Cloud Security Agentless Scanning

This product is not supported for your selected Datadog site. ().

Overview

Agentless Scanning provides visibility into vulnerabilities that exist within your AWS, Azure, and GCP cloud infrastructure, without requiring you to install the Datadog Agent. Datadog recommends enabling Agentless Scanning as a first step to gain complete visibility into your cloud resources, and then installing the Datadog Agent on your core assets over time for deeper security and observability context.

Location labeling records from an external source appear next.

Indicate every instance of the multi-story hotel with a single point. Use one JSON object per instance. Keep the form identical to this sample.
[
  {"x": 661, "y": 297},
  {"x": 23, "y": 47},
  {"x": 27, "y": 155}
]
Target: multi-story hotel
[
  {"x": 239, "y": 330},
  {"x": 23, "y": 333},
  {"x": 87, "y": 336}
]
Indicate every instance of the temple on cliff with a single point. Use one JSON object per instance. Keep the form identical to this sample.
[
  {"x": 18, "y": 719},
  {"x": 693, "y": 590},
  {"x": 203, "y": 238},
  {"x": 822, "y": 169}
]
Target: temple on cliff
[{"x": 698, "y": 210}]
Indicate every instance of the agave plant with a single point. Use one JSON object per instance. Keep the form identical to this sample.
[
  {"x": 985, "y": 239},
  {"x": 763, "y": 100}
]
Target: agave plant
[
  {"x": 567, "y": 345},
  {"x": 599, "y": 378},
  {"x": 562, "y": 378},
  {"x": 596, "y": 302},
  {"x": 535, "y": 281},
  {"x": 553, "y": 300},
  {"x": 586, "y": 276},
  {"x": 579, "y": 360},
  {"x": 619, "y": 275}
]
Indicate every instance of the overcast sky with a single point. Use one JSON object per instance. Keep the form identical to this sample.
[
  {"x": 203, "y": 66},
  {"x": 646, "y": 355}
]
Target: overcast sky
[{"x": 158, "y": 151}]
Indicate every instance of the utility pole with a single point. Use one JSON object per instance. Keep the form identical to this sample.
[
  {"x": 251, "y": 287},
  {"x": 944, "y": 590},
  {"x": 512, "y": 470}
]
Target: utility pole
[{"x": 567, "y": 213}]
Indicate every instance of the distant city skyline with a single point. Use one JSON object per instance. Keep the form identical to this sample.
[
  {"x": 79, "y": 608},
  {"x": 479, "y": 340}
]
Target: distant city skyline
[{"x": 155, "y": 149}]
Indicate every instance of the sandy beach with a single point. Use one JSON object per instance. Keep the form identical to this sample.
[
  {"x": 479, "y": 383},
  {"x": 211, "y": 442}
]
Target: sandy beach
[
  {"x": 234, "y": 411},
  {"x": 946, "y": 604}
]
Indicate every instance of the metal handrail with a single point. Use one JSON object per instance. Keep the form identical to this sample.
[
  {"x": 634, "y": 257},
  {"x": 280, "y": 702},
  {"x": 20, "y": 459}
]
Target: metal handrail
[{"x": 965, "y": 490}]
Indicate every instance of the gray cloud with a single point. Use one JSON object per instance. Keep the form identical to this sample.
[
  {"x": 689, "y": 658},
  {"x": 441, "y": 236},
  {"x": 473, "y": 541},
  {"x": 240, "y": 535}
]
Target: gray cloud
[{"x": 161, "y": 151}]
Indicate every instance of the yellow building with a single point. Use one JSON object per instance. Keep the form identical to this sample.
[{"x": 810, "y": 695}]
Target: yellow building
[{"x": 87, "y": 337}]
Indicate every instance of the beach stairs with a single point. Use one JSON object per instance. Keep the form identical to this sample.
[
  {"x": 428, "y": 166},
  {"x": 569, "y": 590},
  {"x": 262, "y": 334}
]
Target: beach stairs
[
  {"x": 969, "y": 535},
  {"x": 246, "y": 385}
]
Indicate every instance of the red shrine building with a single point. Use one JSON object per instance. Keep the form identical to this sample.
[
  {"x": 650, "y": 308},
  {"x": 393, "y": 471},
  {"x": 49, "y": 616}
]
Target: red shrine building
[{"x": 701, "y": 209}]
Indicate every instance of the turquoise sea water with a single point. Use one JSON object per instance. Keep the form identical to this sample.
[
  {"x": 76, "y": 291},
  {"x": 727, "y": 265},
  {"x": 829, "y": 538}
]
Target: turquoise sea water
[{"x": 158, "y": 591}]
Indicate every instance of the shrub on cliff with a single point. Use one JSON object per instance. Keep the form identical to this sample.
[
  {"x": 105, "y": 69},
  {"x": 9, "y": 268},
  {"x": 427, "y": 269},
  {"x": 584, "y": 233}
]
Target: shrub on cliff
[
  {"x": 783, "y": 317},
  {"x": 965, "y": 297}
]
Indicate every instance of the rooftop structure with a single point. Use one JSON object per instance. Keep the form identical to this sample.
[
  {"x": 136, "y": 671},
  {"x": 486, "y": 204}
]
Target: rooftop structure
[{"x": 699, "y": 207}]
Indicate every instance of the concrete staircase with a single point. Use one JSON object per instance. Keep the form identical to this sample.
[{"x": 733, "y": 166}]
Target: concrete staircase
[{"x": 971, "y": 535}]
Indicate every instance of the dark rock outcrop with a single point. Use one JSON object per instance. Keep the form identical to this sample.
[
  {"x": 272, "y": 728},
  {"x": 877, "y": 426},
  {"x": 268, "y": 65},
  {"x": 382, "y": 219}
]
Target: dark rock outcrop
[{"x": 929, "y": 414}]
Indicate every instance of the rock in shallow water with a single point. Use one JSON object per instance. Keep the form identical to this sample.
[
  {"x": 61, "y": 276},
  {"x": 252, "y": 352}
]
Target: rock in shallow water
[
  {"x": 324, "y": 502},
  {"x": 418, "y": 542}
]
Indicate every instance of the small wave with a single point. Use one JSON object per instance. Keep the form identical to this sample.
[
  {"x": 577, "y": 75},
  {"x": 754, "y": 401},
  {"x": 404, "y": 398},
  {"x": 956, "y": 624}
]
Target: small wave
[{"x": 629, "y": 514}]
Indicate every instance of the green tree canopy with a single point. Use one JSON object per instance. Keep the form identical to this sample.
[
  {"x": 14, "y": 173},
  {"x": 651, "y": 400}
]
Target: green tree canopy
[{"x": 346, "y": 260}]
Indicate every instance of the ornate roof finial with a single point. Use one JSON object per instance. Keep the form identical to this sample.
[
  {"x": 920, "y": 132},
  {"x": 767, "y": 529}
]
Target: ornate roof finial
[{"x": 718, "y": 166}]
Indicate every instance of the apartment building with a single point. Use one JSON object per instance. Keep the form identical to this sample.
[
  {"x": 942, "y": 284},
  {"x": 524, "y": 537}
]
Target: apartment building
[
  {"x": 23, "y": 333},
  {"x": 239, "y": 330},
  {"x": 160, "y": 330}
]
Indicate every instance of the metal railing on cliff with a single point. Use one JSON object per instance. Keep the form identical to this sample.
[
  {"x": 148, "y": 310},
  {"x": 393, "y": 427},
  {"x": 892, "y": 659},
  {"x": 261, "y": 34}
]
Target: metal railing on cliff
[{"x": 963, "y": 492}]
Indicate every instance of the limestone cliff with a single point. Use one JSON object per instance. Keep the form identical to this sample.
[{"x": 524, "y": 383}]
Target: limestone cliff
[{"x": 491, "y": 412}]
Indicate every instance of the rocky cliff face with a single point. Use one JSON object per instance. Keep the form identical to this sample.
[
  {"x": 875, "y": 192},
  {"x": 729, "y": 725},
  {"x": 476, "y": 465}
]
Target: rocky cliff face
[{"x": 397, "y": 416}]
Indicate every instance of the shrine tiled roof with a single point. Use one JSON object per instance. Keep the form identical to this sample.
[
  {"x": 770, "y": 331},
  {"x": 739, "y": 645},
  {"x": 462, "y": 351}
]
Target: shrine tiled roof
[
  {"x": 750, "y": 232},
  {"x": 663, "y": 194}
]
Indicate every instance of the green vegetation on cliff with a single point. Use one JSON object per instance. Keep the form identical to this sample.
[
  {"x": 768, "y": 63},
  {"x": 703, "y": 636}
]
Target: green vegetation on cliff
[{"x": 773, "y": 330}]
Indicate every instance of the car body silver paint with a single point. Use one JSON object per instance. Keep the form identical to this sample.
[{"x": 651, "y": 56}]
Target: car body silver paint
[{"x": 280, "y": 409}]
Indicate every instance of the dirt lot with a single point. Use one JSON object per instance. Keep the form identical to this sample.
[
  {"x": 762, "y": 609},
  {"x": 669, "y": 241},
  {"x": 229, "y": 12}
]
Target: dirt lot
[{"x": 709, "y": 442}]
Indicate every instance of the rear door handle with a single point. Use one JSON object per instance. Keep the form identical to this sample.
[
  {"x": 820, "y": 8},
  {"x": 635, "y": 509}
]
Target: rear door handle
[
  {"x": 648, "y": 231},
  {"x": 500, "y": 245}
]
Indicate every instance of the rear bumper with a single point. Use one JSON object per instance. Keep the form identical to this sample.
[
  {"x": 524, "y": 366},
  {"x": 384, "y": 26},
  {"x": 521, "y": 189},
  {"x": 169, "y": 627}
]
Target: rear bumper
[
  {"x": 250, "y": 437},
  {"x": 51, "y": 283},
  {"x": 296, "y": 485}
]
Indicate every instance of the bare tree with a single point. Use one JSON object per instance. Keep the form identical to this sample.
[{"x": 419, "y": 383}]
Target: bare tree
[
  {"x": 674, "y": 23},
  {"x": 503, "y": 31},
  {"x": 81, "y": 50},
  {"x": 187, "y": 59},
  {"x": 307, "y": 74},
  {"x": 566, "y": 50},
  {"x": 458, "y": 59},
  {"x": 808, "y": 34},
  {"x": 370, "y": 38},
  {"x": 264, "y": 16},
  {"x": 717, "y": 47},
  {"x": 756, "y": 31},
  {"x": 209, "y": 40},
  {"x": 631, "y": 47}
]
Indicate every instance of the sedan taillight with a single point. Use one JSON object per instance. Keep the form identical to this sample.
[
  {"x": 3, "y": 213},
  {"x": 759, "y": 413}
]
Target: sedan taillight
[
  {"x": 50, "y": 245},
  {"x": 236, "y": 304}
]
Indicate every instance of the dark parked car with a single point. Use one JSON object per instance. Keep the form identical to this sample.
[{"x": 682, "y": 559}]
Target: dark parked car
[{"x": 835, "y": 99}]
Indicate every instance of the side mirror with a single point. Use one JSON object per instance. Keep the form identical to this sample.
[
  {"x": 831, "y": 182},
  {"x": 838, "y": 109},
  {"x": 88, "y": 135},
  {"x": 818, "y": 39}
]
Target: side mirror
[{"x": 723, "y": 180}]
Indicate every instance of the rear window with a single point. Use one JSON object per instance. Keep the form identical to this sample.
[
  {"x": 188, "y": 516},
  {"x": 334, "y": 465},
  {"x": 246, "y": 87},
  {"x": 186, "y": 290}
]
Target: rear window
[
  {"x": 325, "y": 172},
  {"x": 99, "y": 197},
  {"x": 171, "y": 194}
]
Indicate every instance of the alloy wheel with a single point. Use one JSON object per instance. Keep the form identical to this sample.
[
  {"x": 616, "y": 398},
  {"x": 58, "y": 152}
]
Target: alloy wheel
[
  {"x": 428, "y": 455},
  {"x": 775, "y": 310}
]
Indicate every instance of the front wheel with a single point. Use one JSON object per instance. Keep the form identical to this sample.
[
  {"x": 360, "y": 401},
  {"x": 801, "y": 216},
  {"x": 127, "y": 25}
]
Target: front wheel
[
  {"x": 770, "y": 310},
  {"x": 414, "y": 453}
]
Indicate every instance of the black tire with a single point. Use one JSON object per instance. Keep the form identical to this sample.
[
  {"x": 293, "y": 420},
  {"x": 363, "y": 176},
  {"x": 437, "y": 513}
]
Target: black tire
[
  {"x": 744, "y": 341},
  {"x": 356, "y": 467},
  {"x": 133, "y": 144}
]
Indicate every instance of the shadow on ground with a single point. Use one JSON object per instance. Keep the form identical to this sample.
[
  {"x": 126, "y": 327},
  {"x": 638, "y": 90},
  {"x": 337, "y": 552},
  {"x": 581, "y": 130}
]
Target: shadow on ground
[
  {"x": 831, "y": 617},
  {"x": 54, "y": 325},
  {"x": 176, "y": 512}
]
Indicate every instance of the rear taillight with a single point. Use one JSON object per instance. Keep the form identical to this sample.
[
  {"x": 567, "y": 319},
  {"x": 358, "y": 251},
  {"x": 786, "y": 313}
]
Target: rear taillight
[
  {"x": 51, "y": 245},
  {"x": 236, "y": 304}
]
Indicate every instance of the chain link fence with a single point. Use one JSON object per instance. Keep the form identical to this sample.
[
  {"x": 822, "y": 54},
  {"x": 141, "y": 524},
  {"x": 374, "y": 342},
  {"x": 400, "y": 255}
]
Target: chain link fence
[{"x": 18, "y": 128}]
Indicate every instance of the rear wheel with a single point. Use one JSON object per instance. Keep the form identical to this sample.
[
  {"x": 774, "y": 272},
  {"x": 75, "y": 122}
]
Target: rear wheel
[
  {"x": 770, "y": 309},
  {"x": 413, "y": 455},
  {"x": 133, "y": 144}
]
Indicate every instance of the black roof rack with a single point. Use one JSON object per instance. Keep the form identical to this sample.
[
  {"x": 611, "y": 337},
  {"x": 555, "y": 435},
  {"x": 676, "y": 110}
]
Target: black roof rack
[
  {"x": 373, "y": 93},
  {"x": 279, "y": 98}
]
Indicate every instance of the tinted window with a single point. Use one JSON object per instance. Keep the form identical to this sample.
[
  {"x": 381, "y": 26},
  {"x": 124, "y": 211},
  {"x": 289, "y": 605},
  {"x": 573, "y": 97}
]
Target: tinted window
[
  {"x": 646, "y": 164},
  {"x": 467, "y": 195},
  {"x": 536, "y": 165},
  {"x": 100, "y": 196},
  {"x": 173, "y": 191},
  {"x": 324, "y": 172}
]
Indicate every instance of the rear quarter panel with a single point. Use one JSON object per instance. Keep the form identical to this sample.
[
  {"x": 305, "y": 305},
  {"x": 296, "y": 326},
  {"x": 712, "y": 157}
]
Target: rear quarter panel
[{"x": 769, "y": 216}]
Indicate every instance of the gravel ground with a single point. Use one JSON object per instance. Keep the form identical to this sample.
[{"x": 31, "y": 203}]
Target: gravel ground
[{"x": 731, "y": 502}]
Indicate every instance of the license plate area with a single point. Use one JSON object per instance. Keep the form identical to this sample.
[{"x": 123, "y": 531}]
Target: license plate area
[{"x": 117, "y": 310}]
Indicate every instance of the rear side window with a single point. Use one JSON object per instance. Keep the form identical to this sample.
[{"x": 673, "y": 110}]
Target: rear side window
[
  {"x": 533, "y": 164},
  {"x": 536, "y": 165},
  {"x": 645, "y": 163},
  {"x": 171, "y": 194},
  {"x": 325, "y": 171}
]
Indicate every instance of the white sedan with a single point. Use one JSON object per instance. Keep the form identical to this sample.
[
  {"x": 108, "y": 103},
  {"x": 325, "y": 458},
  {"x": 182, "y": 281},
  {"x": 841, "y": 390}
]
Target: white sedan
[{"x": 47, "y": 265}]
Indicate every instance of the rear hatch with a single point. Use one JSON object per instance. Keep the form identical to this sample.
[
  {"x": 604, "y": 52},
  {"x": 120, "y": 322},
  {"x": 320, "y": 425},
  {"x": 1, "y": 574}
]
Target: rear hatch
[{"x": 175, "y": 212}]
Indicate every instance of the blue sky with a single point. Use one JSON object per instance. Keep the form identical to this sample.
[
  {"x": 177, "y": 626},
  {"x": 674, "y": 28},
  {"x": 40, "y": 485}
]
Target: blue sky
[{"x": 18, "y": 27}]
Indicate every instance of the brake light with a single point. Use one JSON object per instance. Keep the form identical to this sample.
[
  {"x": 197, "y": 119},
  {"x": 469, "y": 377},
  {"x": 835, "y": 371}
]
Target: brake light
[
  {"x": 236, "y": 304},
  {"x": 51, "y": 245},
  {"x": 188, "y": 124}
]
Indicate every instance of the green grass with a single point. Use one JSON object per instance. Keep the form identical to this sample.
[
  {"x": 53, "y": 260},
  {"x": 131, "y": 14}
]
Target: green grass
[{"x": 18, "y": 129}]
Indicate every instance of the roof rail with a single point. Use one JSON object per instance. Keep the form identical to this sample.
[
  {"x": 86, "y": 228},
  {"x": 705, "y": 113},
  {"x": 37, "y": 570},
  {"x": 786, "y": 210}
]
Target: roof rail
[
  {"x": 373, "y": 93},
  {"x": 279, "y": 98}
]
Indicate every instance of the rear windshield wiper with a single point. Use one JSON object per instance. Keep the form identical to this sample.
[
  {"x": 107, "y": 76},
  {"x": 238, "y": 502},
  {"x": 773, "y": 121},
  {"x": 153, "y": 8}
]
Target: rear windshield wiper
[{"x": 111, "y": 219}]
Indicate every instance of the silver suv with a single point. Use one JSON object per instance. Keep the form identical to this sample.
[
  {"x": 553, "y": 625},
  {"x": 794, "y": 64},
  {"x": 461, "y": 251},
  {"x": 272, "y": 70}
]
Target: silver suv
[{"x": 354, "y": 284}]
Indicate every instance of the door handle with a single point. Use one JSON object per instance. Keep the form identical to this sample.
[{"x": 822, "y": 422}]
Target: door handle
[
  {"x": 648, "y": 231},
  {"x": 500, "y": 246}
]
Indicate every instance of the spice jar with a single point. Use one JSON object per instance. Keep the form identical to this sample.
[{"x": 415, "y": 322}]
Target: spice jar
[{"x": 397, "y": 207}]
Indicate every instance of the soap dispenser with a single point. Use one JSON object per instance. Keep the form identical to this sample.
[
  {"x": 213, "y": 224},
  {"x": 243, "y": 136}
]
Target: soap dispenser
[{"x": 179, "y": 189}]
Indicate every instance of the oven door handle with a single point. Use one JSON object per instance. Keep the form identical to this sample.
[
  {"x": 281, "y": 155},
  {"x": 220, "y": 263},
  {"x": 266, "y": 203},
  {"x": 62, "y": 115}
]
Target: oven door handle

Agentless Scanning excludes resources that have the Datadog Agent installed.

How it works

The following diagram illustrates how Agentless Scanning works:

Diagram showing how Agentless Scanning works
  1. Datadog schedules automated scans in 12-hour intervals and sends the resources to scan through Remote Configuration.
  2. For serverless functions (such as AWS Lambda), the scanners fetch the function’s code.
  3. The scanner creates snapshots of volumes used in running VM instances. Using the snapshots or the function code, the scanner generates an SBOM (a list of packages and dependencies).
  4. The SBOM and host metadata are transmitted to Datadog. All other data—including snapshots, disk contents, and container images—remains in your infrastructure. Snapshots are deleted.
  5. Datadog uses the SBOM to identify known vulnerabilities in your resources.

This architecture provides:

  • Data privacy: Your disk contents, container images, and sensitive data stay within your cloud account. Only package metadata (the SBOM) is transmitted to Datadog.
  • Data residency: No data crosses an account boundary into Datadog’s infrastructure, simplifying compliance with data sovereignty requirements.
  • Compliance: Auditors can verify that scanning data remains within your perimeter.

For more information on data privacy, see What data is sent to Datadog.

  • The scanner operates as a separate virtual machine within your infrastructure, ensuring minimal impact on existing systems and resources.
  • For AWS, scanner instances automatically scale based on workload. When there are no resources to scan, scanners scale to zero to minimize cloud provider costs.
  • The scanner securely collects a list of packages from your hosts without transmitting any confidential or private personal information outside your infrastructure.
  • The scanner limits its use of the cloud provider API to prevent reaching any rate limit, and uses exponential backoff if needed.
  • Scanner instances are automatically rotated every 24 hours, ensuring they run the latest images.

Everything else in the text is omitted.